From mboxrd@z Thu Jan  1 00:00:00 1970
From: Dave Hansen <dave.hansen@linux.intel.com>
Subject: Re: [RFC PATCH v2 16/27] mm: Modify can_follow_write_pte/pmd for
 shadow stack
Date: Wed, 18 Jul 2018 17:06:33 -0700
Message-ID: <f4c90626-51d8-5551-5b77-baaff81f16bb@linux.intel.com>
References: <20180710222639.8241-1-yu-cheng.yu@intel.com>
 <20180710222639.8241-17-yu-cheng.yu@intel.com>
 <de510df6-7ea9-edc6-9c49-2f80f16472b4@linux.intel.com>
 <1531328731.15351.3.camel@intel.com>
 <45a85b01-e005-8cb6-af96-b23ce9b5fca7@linux.intel.com>
 <1531868610.3541.21.camel@intel.com>
 <fa9db8c5-41c8-05e9-ad8d-dc6aaf11cb04@linux.intel.com>
 <1531944882.10738.1.camel@intel.com>
 <3f158401-f0b6-7bf7-48ab-2958354b28ad@linux.intel.com>
 <1531955428.12385.30.camel@intel.com>
Mime-Version: 1.0
Content-Type: text/plain; charset=utf-8
Content-Transfer-Encoding: 8bit
Return-path: <linux-kernel-owner@vger.kernel.org>
In-Reply-To: <1531955428.12385.30.camel@intel.com>
Content-Language: en-US
Sender: linux-kernel-owner@vger.kernel.org
To: Yu-cheng Yu <yu-cheng.yu@intel.com>, x86@kernel.org, "H. Peter Anvin" <hpa@zytor.com>, Thomas Gleixner <tglx@linutronix.de>, Ingo Molnar <mingo@redhat.com>, linux-kernel@vger.kernel.org, linux-doc@vger.kernel.org, linux-mm@kvack.org, linux-arch@vger.kernel.org, linux-api@vger.kernel.org, Arnd Bergmann <arnd@arndb.de>, Andy Lutomirski <luto@amacapital.net>, Balbir Singh <bsingharora@gmail.com>, Cyrill Gorcunov <gorcunov@gmail.com>, Florian Weimer <fweimer@redhat.com>, "H.J. Lu" <hjl.tools@gmail.com>, Jann Horn <jannh@google.com>, Jonathan Corbet <corbet@lwn.net>, Kees Cook <keescook@chromiun.org>, Mike Kravetz <mike.kravetz@oracle.com>, Nadav Amit <nadav.amit@gmail.com>, Oleg Nesterov <oleg@redhat.com>, Pavel Machek <pavel@ucw.cz>, Peter Zijlstra <pet>
List-Id: linux-api@vger.kernel.org

>>> -static inline bool can_follow_write_pte(pte_t pte, unsigned int flags)
>>> +static inline bool can_follow_write(pte_t pte, unsigned int flags,
>>> +				    struct vm_area_struct *vma)
>>>  {
>>> -	return pte_write(pte) ||
>>> -		((flags & FOLL_FORCE) && (flags & FOLL_COW) && pte_dirty(pte));
>>> +	if (!is_shstk_mapping(vma->vm_flags)) {
>>> +		if (pte_write(pte))
>>> +			return true;
>> Let me see if I can say this another way.
>>
>> The bigger issue is that these patches change the semantics of
>> pte_write().  Before these patches, it meant that you *MUST* have this
>> bit set to write to the page controlled by the PTE.  Now, it means: you
>> can write if this bit is set *OR* the shadowstack bit combination is set.
> 
> Here, we only figure out (1) if the page is pointed by a writable PTE; or
> (2) if the page is pointed by a RO PTE (data or SHSTK) and it has been
> copied and it still exists.  We are not trying to
> determine if the
> SHSTK PTE is writable (we know it is not).

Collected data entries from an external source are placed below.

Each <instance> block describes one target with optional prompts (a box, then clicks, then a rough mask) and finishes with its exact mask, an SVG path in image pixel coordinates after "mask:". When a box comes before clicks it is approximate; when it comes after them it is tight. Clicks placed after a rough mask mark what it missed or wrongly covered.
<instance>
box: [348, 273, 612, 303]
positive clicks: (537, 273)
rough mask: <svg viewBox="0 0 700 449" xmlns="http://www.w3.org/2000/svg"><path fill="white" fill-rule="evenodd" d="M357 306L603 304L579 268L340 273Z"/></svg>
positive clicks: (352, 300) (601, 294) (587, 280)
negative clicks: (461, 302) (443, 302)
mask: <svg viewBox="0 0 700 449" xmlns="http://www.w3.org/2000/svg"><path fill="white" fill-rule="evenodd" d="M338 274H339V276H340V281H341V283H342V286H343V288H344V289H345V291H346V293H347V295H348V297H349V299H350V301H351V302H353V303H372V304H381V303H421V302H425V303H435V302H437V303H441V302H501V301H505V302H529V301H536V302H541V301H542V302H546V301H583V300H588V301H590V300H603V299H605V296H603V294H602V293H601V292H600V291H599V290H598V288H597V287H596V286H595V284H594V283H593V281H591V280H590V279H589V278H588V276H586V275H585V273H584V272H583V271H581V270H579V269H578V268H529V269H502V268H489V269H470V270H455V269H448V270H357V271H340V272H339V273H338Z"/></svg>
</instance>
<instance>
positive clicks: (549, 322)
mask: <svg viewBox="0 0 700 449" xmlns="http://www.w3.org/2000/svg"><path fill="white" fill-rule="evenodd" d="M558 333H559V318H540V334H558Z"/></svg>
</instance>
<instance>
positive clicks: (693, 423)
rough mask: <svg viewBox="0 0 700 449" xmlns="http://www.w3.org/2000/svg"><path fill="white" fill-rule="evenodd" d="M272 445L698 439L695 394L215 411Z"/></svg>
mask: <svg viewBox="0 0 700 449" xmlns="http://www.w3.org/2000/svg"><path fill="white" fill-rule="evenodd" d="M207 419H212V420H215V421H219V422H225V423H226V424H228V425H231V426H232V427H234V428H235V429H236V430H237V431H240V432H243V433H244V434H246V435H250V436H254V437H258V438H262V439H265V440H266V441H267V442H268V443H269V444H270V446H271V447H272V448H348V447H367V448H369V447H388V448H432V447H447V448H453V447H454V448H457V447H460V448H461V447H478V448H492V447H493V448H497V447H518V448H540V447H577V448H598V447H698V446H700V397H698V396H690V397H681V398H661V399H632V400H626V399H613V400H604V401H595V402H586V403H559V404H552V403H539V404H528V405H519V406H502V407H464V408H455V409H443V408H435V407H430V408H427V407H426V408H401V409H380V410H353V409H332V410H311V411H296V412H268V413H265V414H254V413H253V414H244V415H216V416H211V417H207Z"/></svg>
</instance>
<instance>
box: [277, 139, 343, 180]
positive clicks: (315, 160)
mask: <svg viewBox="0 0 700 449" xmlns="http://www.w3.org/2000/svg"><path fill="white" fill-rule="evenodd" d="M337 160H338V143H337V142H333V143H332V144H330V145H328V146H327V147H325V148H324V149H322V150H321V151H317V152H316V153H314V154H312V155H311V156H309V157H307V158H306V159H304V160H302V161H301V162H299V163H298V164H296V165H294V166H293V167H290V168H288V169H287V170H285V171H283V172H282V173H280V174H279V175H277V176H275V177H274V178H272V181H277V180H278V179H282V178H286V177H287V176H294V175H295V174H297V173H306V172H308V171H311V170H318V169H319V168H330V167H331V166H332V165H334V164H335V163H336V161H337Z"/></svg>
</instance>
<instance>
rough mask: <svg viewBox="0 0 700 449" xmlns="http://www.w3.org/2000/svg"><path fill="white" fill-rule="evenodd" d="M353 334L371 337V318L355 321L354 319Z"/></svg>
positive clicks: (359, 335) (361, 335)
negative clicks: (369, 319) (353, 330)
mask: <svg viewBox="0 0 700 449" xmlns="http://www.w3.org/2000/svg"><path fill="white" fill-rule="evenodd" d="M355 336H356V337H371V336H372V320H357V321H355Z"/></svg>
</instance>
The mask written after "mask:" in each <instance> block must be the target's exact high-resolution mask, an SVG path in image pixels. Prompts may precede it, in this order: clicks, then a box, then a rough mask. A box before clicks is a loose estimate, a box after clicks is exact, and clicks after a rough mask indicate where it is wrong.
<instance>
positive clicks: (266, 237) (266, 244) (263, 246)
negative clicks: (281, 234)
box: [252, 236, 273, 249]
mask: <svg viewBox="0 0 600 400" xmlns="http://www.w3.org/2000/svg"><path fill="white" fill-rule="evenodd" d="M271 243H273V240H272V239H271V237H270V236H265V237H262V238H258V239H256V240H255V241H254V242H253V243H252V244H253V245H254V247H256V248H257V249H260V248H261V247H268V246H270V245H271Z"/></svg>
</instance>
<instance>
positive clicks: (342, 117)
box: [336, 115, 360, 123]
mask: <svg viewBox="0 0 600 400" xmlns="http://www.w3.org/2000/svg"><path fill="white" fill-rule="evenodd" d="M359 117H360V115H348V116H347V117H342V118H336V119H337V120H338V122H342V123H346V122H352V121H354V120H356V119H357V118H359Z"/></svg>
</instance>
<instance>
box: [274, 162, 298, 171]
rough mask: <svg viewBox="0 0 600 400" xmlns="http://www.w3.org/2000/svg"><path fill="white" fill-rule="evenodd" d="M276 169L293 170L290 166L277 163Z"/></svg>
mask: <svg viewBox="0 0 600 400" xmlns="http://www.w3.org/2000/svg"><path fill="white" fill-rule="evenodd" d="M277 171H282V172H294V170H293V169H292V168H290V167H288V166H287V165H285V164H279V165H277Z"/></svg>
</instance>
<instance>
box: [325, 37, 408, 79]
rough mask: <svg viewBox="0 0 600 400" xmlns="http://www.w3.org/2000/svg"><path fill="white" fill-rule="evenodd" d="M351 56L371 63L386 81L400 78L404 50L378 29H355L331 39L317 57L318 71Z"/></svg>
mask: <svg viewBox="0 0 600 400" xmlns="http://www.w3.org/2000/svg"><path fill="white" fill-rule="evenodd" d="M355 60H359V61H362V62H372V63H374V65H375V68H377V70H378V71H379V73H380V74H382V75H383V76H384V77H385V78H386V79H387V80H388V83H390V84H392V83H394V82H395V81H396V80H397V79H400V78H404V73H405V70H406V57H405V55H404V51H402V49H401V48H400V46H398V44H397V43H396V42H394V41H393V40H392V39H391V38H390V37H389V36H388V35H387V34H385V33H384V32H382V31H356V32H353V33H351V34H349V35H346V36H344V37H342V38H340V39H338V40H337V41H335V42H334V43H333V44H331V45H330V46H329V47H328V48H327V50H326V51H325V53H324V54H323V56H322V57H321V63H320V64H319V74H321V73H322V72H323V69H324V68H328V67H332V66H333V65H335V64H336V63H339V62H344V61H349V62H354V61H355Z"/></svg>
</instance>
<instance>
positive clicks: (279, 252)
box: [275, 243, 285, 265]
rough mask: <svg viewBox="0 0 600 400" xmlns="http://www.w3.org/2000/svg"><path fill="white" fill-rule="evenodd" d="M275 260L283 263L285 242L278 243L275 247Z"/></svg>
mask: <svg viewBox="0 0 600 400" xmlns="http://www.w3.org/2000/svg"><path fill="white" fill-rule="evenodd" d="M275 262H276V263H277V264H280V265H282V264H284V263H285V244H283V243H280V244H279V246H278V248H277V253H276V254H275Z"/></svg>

Please think about the big picture.  I'm not just talking about this
patch, but about every use of pte_write() in the kernel.

>> That's the fundamental problem.  We need some code in the kernel that
>> logically represents the concept of "is this PTE a shadowstack PTE or a
>> PTE with the write bit set", and we will call that pte_write(), or maybe
>> pte_writable().
>>
>> You *have* to somehow rectify this situation.  We can absolutely no
>> leave pte_write() in its current, ambiguous state where it has no real
>> meaning or where it is used to mean _both_ things depending on context.
> 
> True, the processor can always write to a page through a shadow stack
> PTE, but it must do that with a CALL instruction.  Can we define a 
> write operation as: MOV r1, *(r2).  Then we don't have any doubt on
> pte_write() any more.

No, we can't just move the target. :)

You can define it this way, but then you also need to go to every spot
in the kernel that calls pte_write() (and _PAGE_RW in fact) and audit it
to ensure it means "mov ..." and not push.